Muslims and Jews are meeting more than ever.
     They are changing and bringing the rest of their communities and world with them.
     They show the way to the future, while old-thinkers remain preoccupied with "enemies," pointing fingers, antagonistic in the battle for victimhood, distancing themselves from each other -- the predictable failure.
    
     But life promises us much more, if we'll take the step.  
     See it happening on America's East and West coasts. 
     "Jewish-Muslim dialogue goes on despite tensions," featured this week's Jewish Advocate in Boston -- Friday 10 February 2006.
     Read the story at http://www.thejewishadvocate.com/this_weeks_issue/news/?content_id=863 .
     Walking through each other's doors is growing trust and new social understanding in The Muslim-Jewish Study Circle.
     The women and men are largely of members of the ISB mosque in Cambridge and nearby Temple Beth Shalom.
     The have been meeting every six weeks for the past three years.
     The signs are they intend to stay together, ever-learning, growing together.

     And inspiring Greater Boston is The Center for Jewish-Muslim Relations -- http://www.jewishmuslim.org/ , shepherded by:
                Muslim Salma Kazmi -- SKazmi@jewishmuslim.org
                Jewish David Dolev -- DDolev@jewishmuslim.org

     Today on the Pacific Coast, another 3-year-old Dialogue found its newspaper's front page. 
     "Jews, Muslims share dream of peace:  Group brings people of two faiths together," reads the banner.
     Their recent California meeting demonstrated how overseas and Middle East Dialogue activities inspire and inform one another.
     Every conversation, every relationship, every person, every idea. . . matters.
     The time is always right.
     The power of one person is huge.
                - L&L
    


Published in the Antelope Valley Press (Calif.) -- Tuesday, 14 February 2006
On the Web at http://www.avpress.com/n/14/0214_s1.hts
Front page photo at http://www.avpress.com/

Jews, Muslims share dream of peace
Group brings people of two faiths together

By JAMES C. LOUGHRIE
Valley Press Staff Writer

     PALMDALE - As they sat in the back yard of a Palmdale house Sunday afternoon, Jews and Muslims did something they wish political leaders thousands of miles away would do.
They sat and talked.
     The topic of conversation was not inflammatory cartoons, the health status of an ailing prime minister or the deep political divides that have separated the two cultures.
     It was how the people, about 15 Southern California residents with such birthplaces as Egypt, Israel, Syria and Germany, can get others to sit with them and talk.

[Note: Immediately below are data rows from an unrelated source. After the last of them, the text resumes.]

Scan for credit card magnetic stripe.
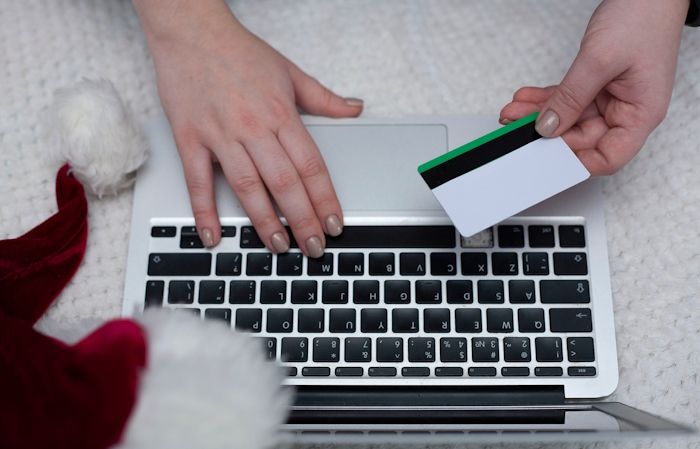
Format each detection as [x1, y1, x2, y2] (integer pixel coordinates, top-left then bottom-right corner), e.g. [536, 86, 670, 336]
[418, 112, 542, 189]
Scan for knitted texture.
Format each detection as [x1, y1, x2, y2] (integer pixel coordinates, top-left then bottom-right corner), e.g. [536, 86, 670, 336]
[0, 0, 700, 448]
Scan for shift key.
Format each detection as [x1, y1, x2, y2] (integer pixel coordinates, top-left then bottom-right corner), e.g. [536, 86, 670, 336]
[148, 253, 211, 276]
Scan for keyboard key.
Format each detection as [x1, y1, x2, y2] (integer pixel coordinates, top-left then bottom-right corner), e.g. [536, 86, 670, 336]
[518, 309, 544, 332]
[399, 253, 425, 276]
[455, 309, 482, 333]
[151, 226, 177, 238]
[281, 337, 309, 362]
[144, 281, 165, 307]
[430, 253, 457, 276]
[267, 309, 294, 332]
[467, 366, 496, 377]
[408, 338, 435, 362]
[301, 366, 331, 377]
[329, 309, 355, 333]
[306, 253, 333, 276]
[260, 281, 287, 304]
[559, 225, 586, 248]
[369, 253, 396, 276]
[535, 337, 562, 362]
[352, 281, 379, 304]
[460, 253, 488, 276]
[401, 366, 430, 377]
[535, 366, 563, 377]
[491, 253, 518, 276]
[326, 226, 456, 248]
[486, 309, 513, 334]
[523, 253, 549, 276]
[216, 253, 243, 276]
[228, 281, 255, 304]
[423, 309, 450, 333]
[472, 337, 499, 362]
[540, 280, 591, 304]
[199, 281, 226, 304]
[321, 281, 348, 304]
[377, 337, 403, 363]
[549, 309, 593, 332]
[527, 225, 554, 248]
[360, 309, 388, 333]
[180, 226, 204, 249]
[447, 281, 474, 304]
[416, 281, 442, 304]
[498, 225, 525, 248]
[476, 281, 505, 304]
[314, 337, 340, 363]
[335, 366, 365, 377]
[277, 253, 304, 276]
[168, 281, 194, 304]
[367, 366, 396, 377]
[435, 366, 464, 377]
[297, 309, 325, 332]
[235, 309, 262, 333]
[552, 253, 588, 276]
[245, 253, 272, 276]
[148, 253, 211, 276]
[440, 338, 467, 362]
[391, 309, 418, 333]
[503, 337, 530, 362]
[345, 337, 372, 362]
[291, 281, 318, 304]
[204, 309, 231, 325]
[567, 366, 596, 377]
[241, 226, 265, 248]
[566, 337, 595, 362]
[338, 253, 365, 276]
[384, 281, 411, 304]
[508, 280, 535, 304]
[501, 366, 530, 377]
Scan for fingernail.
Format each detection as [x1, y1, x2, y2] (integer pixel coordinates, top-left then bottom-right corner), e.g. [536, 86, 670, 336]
[202, 228, 214, 248]
[306, 236, 323, 259]
[344, 97, 365, 108]
[535, 109, 559, 137]
[270, 232, 289, 253]
[326, 214, 343, 237]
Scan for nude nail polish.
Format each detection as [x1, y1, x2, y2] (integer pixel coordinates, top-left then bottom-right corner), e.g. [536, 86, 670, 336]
[306, 236, 323, 259]
[326, 214, 343, 237]
[270, 232, 289, 253]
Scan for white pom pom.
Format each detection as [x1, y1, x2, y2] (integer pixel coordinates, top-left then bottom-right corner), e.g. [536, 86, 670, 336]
[46, 80, 147, 197]
[117, 310, 292, 449]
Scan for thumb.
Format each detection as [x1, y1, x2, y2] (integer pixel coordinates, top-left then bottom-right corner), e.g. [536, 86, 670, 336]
[535, 51, 615, 137]
[289, 64, 364, 117]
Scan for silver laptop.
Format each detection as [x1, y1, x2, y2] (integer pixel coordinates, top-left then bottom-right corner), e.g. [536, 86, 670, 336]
[123, 116, 689, 443]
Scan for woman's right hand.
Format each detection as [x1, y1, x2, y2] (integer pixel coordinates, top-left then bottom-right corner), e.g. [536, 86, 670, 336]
[134, 0, 363, 257]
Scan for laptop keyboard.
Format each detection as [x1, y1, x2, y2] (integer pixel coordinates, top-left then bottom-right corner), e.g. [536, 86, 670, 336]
[144, 218, 596, 383]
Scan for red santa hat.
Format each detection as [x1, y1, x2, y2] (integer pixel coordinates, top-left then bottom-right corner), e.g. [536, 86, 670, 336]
[0, 81, 291, 449]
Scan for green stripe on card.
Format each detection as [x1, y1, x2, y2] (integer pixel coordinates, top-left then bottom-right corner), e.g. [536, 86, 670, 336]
[418, 112, 538, 173]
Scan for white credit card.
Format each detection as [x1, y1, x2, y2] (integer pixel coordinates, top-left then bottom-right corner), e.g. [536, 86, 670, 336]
[418, 113, 590, 236]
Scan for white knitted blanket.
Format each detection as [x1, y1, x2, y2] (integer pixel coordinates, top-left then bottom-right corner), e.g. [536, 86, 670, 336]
[0, 0, 700, 448]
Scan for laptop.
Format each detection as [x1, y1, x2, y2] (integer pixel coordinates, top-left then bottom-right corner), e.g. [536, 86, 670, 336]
[123, 116, 692, 444]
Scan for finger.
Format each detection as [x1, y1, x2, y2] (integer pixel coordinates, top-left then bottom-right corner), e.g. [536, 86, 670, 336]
[277, 115, 343, 237]
[216, 142, 290, 253]
[243, 134, 326, 258]
[289, 63, 364, 117]
[177, 141, 221, 248]
[536, 51, 616, 137]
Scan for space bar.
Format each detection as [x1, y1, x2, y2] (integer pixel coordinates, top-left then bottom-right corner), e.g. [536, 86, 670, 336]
[326, 226, 456, 248]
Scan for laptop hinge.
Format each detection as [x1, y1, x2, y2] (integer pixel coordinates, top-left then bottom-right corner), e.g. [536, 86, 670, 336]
[294, 385, 564, 408]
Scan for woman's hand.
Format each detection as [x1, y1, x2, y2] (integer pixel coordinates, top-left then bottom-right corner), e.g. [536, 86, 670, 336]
[500, 0, 688, 175]
[134, 0, 362, 257]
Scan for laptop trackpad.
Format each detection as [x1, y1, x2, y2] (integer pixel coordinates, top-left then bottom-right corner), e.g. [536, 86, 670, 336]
[307, 124, 447, 213]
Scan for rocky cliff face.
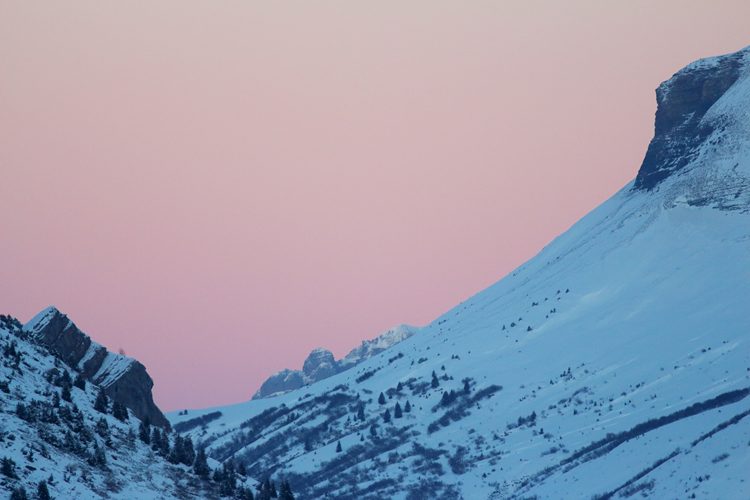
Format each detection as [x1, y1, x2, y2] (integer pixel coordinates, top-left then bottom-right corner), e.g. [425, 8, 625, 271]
[24, 307, 169, 426]
[253, 325, 421, 399]
[634, 49, 748, 190]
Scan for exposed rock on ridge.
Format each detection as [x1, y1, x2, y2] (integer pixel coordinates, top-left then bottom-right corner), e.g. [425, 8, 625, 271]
[253, 325, 421, 399]
[634, 48, 750, 190]
[24, 307, 169, 426]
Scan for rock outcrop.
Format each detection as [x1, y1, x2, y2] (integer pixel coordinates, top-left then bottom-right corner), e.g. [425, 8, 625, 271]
[23, 307, 169, 427]
[634, 49, 748, 190]
[253, 325, 421, 399]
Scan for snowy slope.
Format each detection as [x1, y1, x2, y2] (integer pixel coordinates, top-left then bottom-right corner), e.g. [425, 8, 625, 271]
[167, 48, 750, 500]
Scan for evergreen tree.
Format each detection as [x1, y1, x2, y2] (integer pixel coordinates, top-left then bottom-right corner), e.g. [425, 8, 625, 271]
[193, 448, 211, 479]
[151, 427, 161, 451]
[96, 417, 109, 439]
[0, 457, 18, 479]
[234, 485, 255, 500]
[167, 434, 185, 464]
[181, 436, 195, 466]
[235, 460, 247, 476]
[36, 479, 52, 500]
[279, 480, 294, 500]
[94, 387, 109, 413]
[138, 417, 151, 444]
[10, 486, 29, 500]
[257, 478, 279, 500]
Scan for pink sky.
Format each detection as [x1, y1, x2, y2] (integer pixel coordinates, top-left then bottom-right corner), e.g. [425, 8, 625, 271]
[0, 0, 750, 411]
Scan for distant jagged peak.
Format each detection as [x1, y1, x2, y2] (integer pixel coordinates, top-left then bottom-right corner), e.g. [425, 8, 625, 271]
[634, 47, 750, 197]
[252, 324, 422, 399]
[23, 306, 69, 335]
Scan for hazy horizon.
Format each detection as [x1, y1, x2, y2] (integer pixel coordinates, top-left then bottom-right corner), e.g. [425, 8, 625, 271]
[0, 1, 750, 411]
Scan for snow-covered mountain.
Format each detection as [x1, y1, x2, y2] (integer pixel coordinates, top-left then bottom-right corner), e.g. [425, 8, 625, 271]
[0, 309, 207, 500]
[253, 325, 422, 399]
[167, 47, 750, 500]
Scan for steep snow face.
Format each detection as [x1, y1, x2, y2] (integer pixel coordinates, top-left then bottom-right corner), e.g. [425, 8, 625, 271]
[168, 47, 750, 500]
[635, 43, 750, 195]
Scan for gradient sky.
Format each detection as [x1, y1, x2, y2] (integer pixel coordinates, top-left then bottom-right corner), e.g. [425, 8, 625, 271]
[0, 0, 750, 411]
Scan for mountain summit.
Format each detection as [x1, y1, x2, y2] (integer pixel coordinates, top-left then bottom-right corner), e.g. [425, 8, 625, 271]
[253, 325, 422, 399]
[23, 307, 169, 426]
[168, 48, 750, 500]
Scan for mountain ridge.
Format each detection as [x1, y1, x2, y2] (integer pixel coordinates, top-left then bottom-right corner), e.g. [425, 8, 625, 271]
[252, 324, 422, 399]
[23, 306, 169, 427]
[168, 47, 750, 500]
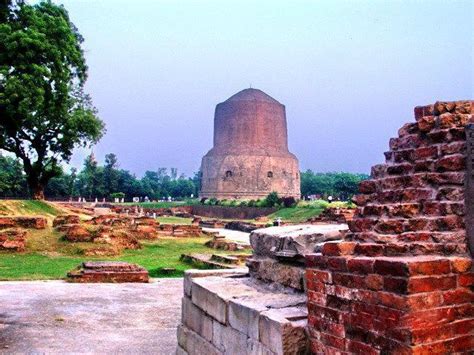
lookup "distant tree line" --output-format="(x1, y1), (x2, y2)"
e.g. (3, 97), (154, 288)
(301, 170), (369, 200)
(0, 153), (200, 201)
(0, 153), (368, 201)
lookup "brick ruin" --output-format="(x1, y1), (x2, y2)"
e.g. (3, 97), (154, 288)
(306, 101), (474, 354)
(177, 101), (474, 354)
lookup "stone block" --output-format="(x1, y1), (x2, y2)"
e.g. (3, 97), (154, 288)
(183, 267), (249, 297)
(259, 308), (307, 354)
(0, 228), (26, 252)
(247, 256), (304, 291)
(250, 224), (347, 262)
(67, 261), (149, 283)
(191, 279), (230, 324)
(181, 296), (212, 341)
(229, 299), (268, 340)
(178, 325), (223, 355)
(212, 322), (247, 355)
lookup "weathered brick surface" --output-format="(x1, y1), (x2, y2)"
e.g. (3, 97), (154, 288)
(305, 101), (474, 354)
(0, 216), (48, 229)
(348, 101), (474, 255)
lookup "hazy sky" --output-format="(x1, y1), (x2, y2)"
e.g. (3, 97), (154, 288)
(56, 0), (474, 175)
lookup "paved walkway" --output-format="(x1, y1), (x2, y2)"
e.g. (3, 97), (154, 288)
(0, 279), (183, 354)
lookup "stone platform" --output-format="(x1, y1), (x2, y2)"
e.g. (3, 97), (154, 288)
(177, 269), (307, 355)
(67, 261), (149, 283)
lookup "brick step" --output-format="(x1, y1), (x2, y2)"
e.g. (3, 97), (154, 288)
(211, 254), (250, 265)
(179, 253), (240, 269)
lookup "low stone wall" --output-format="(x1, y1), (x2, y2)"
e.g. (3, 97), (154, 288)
(176, 269), (307, 355)
(192, 205), (276, 219)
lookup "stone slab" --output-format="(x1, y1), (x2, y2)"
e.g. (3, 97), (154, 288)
(250, 224), (348, 263)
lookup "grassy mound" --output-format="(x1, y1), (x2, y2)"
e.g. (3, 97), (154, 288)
(0, 200), (62, 217)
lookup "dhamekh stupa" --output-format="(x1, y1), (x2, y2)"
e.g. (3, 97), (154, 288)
(200, 88), (300, 200)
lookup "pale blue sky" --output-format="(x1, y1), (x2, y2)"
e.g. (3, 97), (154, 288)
(56, 0), (474, 175)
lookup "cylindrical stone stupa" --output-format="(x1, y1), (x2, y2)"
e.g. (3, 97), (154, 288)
(200, 89), (300, 200)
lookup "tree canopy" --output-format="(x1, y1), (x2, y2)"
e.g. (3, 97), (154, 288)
(301, 170), (369, 200)
(0, 1), (104, 199)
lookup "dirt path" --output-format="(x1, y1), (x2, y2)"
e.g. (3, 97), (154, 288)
(0, 279), (183, 354)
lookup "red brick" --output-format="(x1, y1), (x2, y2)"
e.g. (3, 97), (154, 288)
(436, 187), (464, 201)
(347, 258), (374, 274)
(370, 164), (387, 179)
(427, 129), (451, 144)
(346, 339), (380, 355)
(450, 257), (472, 273)
(408, 276), (456, 293)
(374, 258), (409, 276)
(311, 270), (332, 283)
(425, 171), (465, 185)
(383, 276), (408, 294)
(436, 215), (465, 231)
(418, 116), (436, 132)
(402, 189), (433, 202)
(458, 272), (474, 287)
(305, 254), (327, 269)
(308, 317), (346, 338)
(407, 292), (444, 311)
(322, 242), (356, 256)
(327, 256), (347, 271)
(408, 259), (451, 275)
(365, 274), (383, 290)
(332, 273), (365, 288)
(398, 122), (418, 137)
(443, 287), (474, 305)
(388, 203), (421, 218)
(387, 163), (413, 175)
(376, 291), (408, 310)
(440, 142), (466, 155)
(374, 219), (403, 234)
(354, 243), (384, 256)
(348, 218), (377, 232)
(415, 105), (434, 121)
(307, 290), (326, 307)
(411, 146), (438, 160)
(363, 205), (385, 216)
(359, 180), (377, 194)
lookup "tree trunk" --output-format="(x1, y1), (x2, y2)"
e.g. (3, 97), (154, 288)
(30, 184), (44, 200)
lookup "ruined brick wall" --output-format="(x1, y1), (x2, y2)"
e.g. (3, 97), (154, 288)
(306, 101), (474, 354)
(200, 89), (300, 199)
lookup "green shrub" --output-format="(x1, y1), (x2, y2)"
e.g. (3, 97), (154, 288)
(110, 192), (125, 198)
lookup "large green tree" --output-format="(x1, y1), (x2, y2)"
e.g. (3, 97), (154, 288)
(0, 0), (105, 199)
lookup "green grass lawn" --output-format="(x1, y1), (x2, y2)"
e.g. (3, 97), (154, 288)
(0, 238), (230, 280)
(122, 199), (199, 208)
(268, 207), (324, 223)
(0, 200), (62, 217)
(156, 216), (193, 224)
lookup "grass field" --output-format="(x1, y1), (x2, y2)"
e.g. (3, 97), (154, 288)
(123, 199), (199, 208)
(0, 200), (63, 217)
(0, 238), (239, 280)
(156, 216), (193, 224)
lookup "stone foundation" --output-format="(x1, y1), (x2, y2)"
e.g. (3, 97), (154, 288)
(0, 229), (26, 252)
(177, 270), (307, 355)
(306, 101), (474, 354)
(0, 217), (48, 229)
(67, 261), (149, 283)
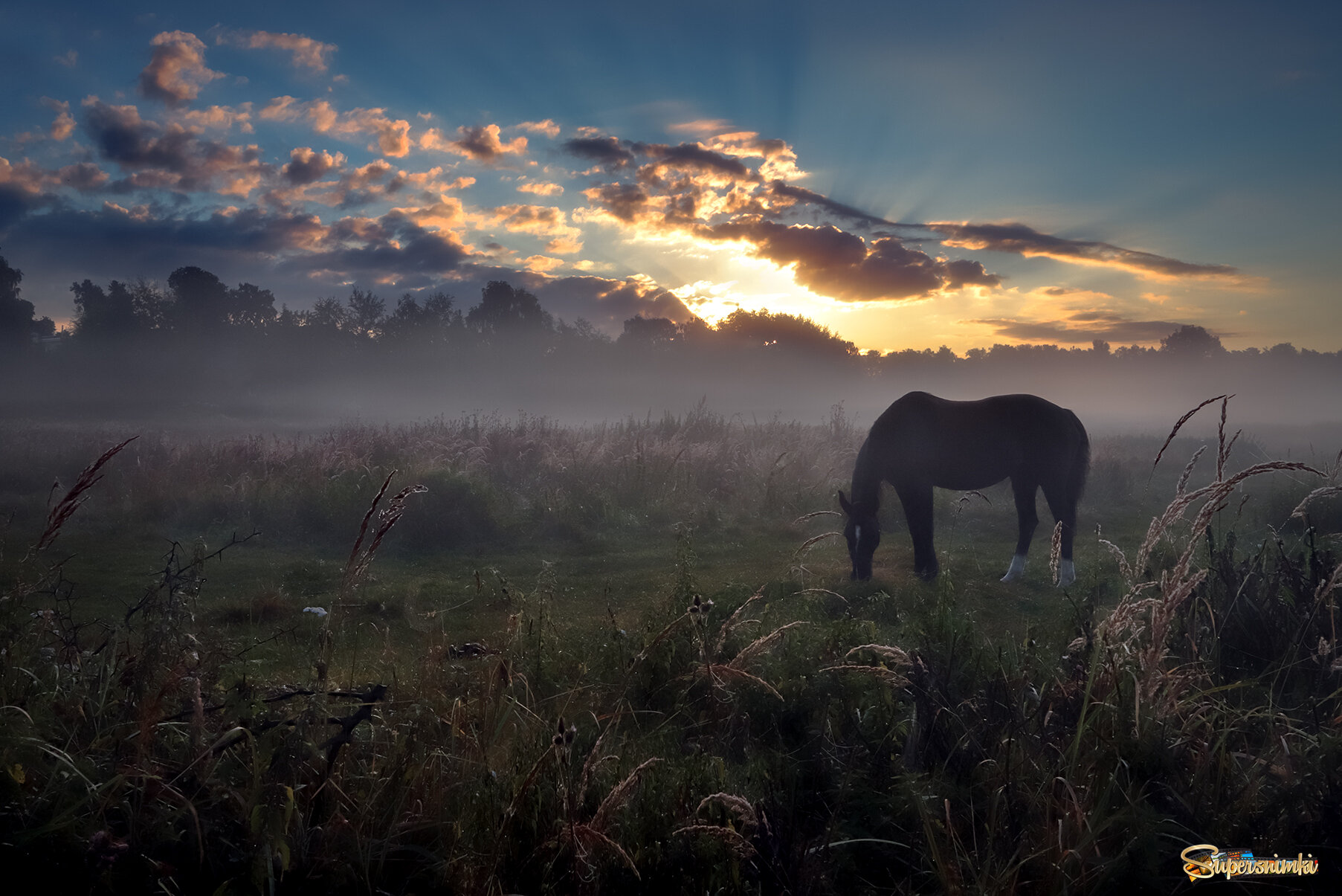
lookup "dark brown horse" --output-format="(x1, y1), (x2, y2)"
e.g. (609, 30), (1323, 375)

They are members of the Jewish-Muslim/Arab Living Room Dialogue Group, an organization that hopes to bring people from the two religions and cultures together to talk.
     The group made one of its treks to the Antelope Valley on Sunday, stopping at the home of Abdul-Wahab Omeira, Islamic chaplain at the state prison in Lancaster and a member of the Antelope Valley Interfaith Alliance.
     Omeira said the meetings are a small start, but the right one.
     "The journey of 1,000 miles starts with a single step," Omeira said.
     In the back yard of his house, even before the official meeting began, Muslims and Jews talked about their religions. Omeira's wife, Rhoda, told some of the Los Angeles-area Jews about construction of the Antelope Valley's first mosque. They all commented on the wonderful weather Palmdale experienced Sunday, with the warm sun and pleasant wind (which, of course, sometimes picked up in gusts to blow napkins and plastic plates).
     Different people from different walks of life, those attending the dialogue session gave different reasons but the same idea for gathering and talking.
     They want a peaceful resolution between the two religions, especially in Israel and Palestine.
     Madeline Taylor said she began attending the meetings after the Sept. 11 attacks on America, when she realized how closed her world was.
     "I realized I didn't know any Muslims," said Taylor, a Los Angeles resident who is Jewish.
     "Somehow if we're going to stay strong as a country and counter all the violence they're having around the world, we need to come together and know each other personally."
     Founded in the Bay Area in 1992, with the Los Angeles chapter starting three years ago, the Jewish-Muslim/Arab Living Room Dialogue group meets once a month at the homes of its Muslim and Jewish members.
     At each meeting, there are no talks about politics or how the Middle East can be at peace.
     They have only agreements that members listen to each other and that all want peace in the region. Every meeting includes a story from members about their lives and their faith.
     Last month, group members Ihab Ali, an Egyptian Muslim, and his wife, Irit Perla, an Israeli Jew, shared their story. The two were at Omeira's house with their 4-year-old son, Adam, to hear this month's talk from Dr. Yehuda Stolov, the executive director of a similar dialogue organization based in Israel.
     Paul Waller, who with his wife, Joan, founded the Los Angeles chapter three years ago, said the purpose is mainly "to get to know each other on a deep level. Both have a shared vision of what life can be as a people in the Middle East."
    Waller said he has a different perspective on today's Arab-Israeli conflict.
     Born in Germany, Waller's family fled to America in 1939, when the Holocaust began.
     "Half of my family, on my father and mother's side, did not survive," he said. Having lost so many family members, Waller said he wants to end any more bloodshed between the two religions. "I can't see the Jews doing to the Muslims what the Nazis did to the Jews."
     At Sunday's meeting, the guest speaker from Israel showed the group what is being done in Israel and Palestine with a similar program.
     Stolov, the executive director of Interfaith Encounter, spoke about his organization's effort to mix Palestinians and Israelis in dialogue groups.
     Stolov said the idea for the dialogue groups came at interfaith meetings that focused on a speaker, but left Muslims and Jews sitting next to each other without any interaction.
     "There are 15 (dialogue groups) across Israel and we're in the process of building another seven or eight," Stolov said.
     Stolov said the dialogue groups are taking individuals ready for peace and putting them together, rather than wait for the respective governments to make the changes.
     "The government will probably come last, but the people are coming in now," he said.
     Though the dream of peace between the two countries, religions and cultures may seem far off depending on the current day's news, Omeira said he cannot lose hope.
     "Even if I don't see it happen myself, I'd like to see my son carry the torch and it doesn't have to be him, it could be my grandson," Omeira said.